Wilderness

Thoreau once said, “In Wildness is the Preservation of the World”, and in no place could that be said to more true than the Tarkine. To be stared in the eye by a Tasmanian Wedge-Tailed eagle, to hear the growl of a Tasmanian devil, to walk through the Tarkine’s rainforests, or to experience the wildness of its roaring coastline is to truly feel alive – living an experience that cannot be bought, sold or replicated.

The Tarkine is Tasmania’s largest unprotected wilderness area. The area contains extensive landscapes that are at a very high level of biophysical naturalness. These areas include the Norfolk Range, Mt Bertha, the Savage River system, and the Meredith Range. The Tarkine contains the largest tract of wilderness quality rainforest in Australia, and a large number of rivers that are in pristine or wilderness condition.

The social value of wilderness is firmly established in Australia. After a nation-wide campaign in 1983 halted the construction of the Gordon below Franklin Dam and precipitated the establishment of Tasmania’s South-West Wilderness World Heritage Area, the Tarkine Wilderness became the focus of protests in the mid-1990s. These were aimed at halting the construction of a link road, ‘the road to nowhere’, through high quality wilderness between Balfour and Corinna. Despite completion of the road in 1996, large tracts of high quality wilderness still exist in the Tarkine, and constitute the core of the proposed Tarkine National Park.

The definition of wilderness as adopted by the Australian Heritage Commission is: “Wilderness areas are large areas in which ecological processes continue with minimal change caused by modern development.

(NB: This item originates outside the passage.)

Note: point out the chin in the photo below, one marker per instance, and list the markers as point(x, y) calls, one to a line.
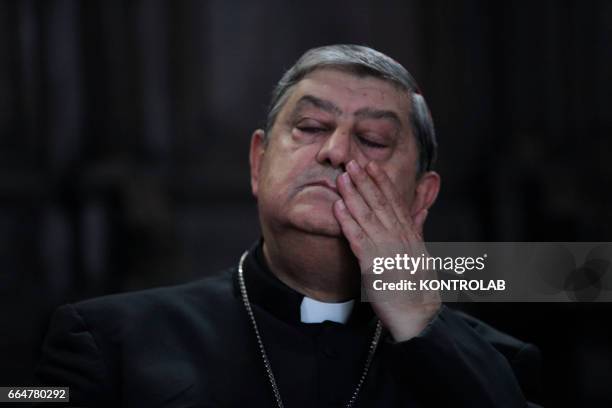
point(316, 221)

Indigenous custodianship and customary practices have been, and in many places continue to be, significant factors in creating what non-indigenous people refer to as wilderness.”

Various scientific techniques have been developed to evaluate wilderness quality, and surveys of the Tarkine during the Tasmanian Regional Forests Agreement revealed several core areas of high-quality wilderness within the Tarkine region. These include:

The Norfolk Range Wilderness
An extensive area of buttongrass moorlands along the western coastal zone between Hazard Bay and Conical Rocks Point, that extends inland to include the Norfolk Range, the Tikkawoppa Plateau and Bernafai Ridge.

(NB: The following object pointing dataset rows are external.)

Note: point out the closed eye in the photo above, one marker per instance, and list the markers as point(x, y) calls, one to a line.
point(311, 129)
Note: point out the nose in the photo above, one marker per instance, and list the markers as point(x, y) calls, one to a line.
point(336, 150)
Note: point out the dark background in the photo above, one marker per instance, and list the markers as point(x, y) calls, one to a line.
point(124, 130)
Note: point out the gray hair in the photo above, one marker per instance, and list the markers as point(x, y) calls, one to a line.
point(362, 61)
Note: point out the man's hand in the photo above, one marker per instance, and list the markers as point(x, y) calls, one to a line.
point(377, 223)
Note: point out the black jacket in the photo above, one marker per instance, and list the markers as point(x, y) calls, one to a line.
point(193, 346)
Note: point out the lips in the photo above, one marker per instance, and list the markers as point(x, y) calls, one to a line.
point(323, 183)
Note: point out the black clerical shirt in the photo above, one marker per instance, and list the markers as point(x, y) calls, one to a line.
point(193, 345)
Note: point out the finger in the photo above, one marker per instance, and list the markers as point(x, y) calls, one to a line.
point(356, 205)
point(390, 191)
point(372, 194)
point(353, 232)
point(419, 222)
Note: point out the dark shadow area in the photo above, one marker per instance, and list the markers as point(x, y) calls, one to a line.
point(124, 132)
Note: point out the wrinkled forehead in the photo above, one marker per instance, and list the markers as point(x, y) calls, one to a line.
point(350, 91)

The Savage River / Mt Bertha Wilderness
This is the most extensive tract of wilderness in the proposed Tarkine National Park, which includes the extensive rainforests of the Donaldson, Savage and Heazlewood River catchments – the largest contiguous tract of rainforest wilderness in Australia, with the wilderness setting of this rainforest making it outstanding on a national scale. Logging operations to the north and east of this rainforest wilderness define and eat away at the integrity of its northern boundary.

Meredith Range Wilderness
This is comprised of the extraordinary granite mountain range, the Meredith range, in the south of the Tarkine, with the eastern portion of this wilderness block dominated by rainforest, and the western portion defined by buttongrass moorland and the Meredith range itself.

Sumac Wilderness
A block of wilderness quality rainforest of which the Sumac reserve forms its core. Logging operations have compromised parts of this wilderness area and impacted on its contiguity with other core wilderness areas in the Tarkine.

Wild Rivers
The Tarkine holds the highest density of wild rivers in Tasmania outside of the existing Tasmanian Wilderness World Heritage Area, and much of the Tarkine National Park proposal is made up of undisturbed river catchments.

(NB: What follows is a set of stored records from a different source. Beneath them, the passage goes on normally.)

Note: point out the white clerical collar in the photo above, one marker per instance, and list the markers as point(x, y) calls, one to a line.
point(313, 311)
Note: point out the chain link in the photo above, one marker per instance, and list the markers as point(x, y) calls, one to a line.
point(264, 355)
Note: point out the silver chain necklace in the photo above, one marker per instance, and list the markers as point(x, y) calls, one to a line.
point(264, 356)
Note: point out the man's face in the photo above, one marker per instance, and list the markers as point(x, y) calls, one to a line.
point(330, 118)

The opportunities for wilderness protection in Tasmania have been greater than many other places throughout the world, because Tasmania still retains large areas of relatively undisturbed landscapes. Whilst large areas of Tasmania’s southern wilderness have been securely reserved, the Tarkine does not yet have that protection, despite the fact that the areas of high quality wilderness within the proposed Tarkine National Park are of great significance. Full protection of the Tarkine as a National Park and World Heritage listed area will ensure the survival of these wilderness areas into the future. The wilderness estate would also be greatly enhanced by the rehabilitation of areas within the Tarkine that have been damaged by destructive activities.

A refuge for the Devil

The Tarkine is the home to the last disease free population of the Tasmanian Devil. The Tasmanaian Devil is being pushed to extinction by the fatal Devil Facial Tumour Disease. This disease has been estimated to have killed 80% of the Tasmanian Devil population in the past decade. As such the habitat of the Tarkine is critical to survival of this iconic species in the wild. Threats such as mining, logging and roading place the future of the Devil at risk.

Ten new mines for the Tarkine?

There are now ten new mines proposed for the Tarkine over the next five years, and the campaign to prevent this onslaught of destruction is heating up. Nine of these mines are Pilbara style open cut mines. The first two companies to submit for permits are Venture Minerals for their three proposed tin and iron ore mines at Mt Lindsay, and Shree Minerals for their proposed Nelson Bay River iron ore mine.